4. (disadur dari Haried 1994) PT Lativa memiliki 90% saham yang beredar milik PT Segal.
Nilai investasi adalah Rp 810 juta pada tanggal 1 Januari 2001, dimana saat itu PT
segal memiliki laba ditahan sebesar Rp 150 juta. Berikut ini adalah laporan keuangan
dari PT Lativa dan PT Segal untuk tahun 2005:
PT Lativa PT Segal
Penjualan Rp 1.650.000 Rp 795.000
Laba dari PT Segal Rp 64.125
Harga pokok penjualan Rp (1.290.000) Rp (517.500)
Biaya lain-lain Rp (310.500) Rp (206.250)
Laba bersih Rp 113.625 Rp 71.250
222
Laba ditahan awal Rp 838.500 Rp 180.000
Laba bersih Rp 113.625 Rp 71.250
Deviden dideklarasikan Rp (150.000) Rp (60.000)
Laba ditahan akhir Rp 802.125 Rp 191.250
Pada tanggal 1 Januari 2005, sediaan dari PT Lativa meliputi keuntungan senilai Rp
12,5 juta yang berasal dari penjualan PT Segal tahun 2004. Selama tahun 2005, PT
Segal melakukan penjualan barang dagangan pada PT Lativa senilai Rp 300 juta
dengan mark-up 20% dari nilai jual. Persedian akhir dari PT Lativa meliputi barang
dagangan yang dibeli dari PT Segal tahun 2005 senilai Rp 75 juta. PT Lativa memakai
metode ekuitas untuk mencatat investasi pada PT Segal.
Diminta:
Buatlah laporan keuangan konsolidasi untuk periode yang berakhir tahun 2005!
5. (disadur dari Beam 2000) PT Mulia memiliki 90% saham yang beredar milik PT Atlas
pada tahun 2001 dengan selisih investasi dibandingkan kekayaan PT Atlas senilai Rp 5
juta. Kelebihan tersebut akan diamortisasi selama 5 tahun sejak awal tahun 2001.
Berikut ini adalah laporan keuangan dari kedua perusahaan untuk tahun yang berakhir
31 Desember 2008:
(dalam ribuan)
PT Mulia PT Atlas
Penjualan Rp 500.000 Rp 100.000
Laba dari PT Segal Rp 27.900
Harga pokok penjualan Rp (240.000) Rp (40.000)

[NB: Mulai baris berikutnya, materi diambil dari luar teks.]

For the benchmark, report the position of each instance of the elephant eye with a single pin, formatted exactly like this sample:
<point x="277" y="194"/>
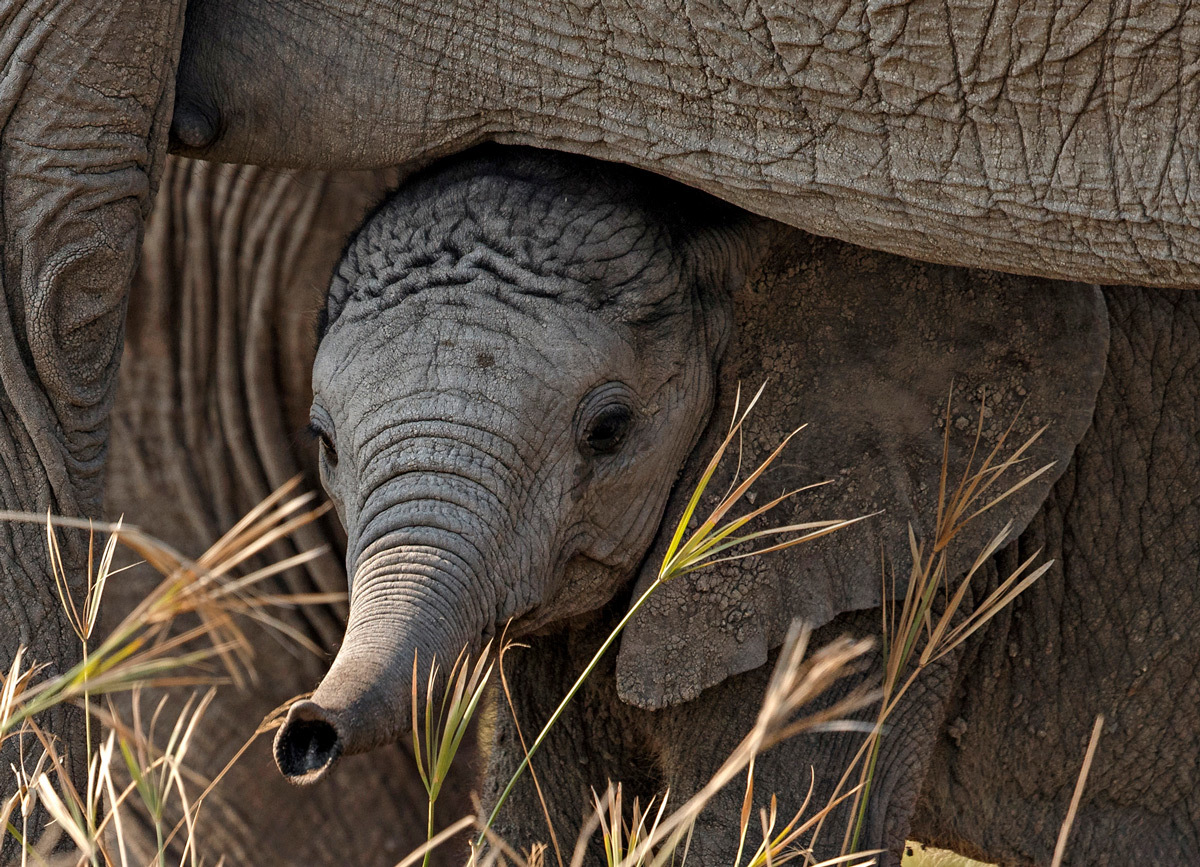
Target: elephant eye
<point x="609" y="430"/>
<point x="604" y="419"/>
<point x="328" y="450"/>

Biaya lain-lain Rp (174.500) Rp (30.000)
Laba bersih Rp 113.900 Rp 30.000
223
Total aktiva Rp 514.400 Rp 170.000
Selama tahun 2008 PT Mulia menjual barang dagangan pada PT Atlas senilai Rp 10
juta. Nilai perolehan dari barang dagangan adalah Rp 6 juta, barang dagangan ini
belum dibayar maupun belum dijual oleh PT Atlas sampai tahun 2008. Persediaan akhir
milik PT Mulia tahun 2007 meliputi barang dagangan yang diperoleh dari PT Atlas,
dimana PT Atlas mengakui keuntungan senilai Rp 5 juta.
Diminta:
a. buatlah jurnal koreksi untuk akun investasi pada PT Atlas dibuku PT Mulia!
b. buatlah kertas kerja konsolidasi untuk tahun 2008!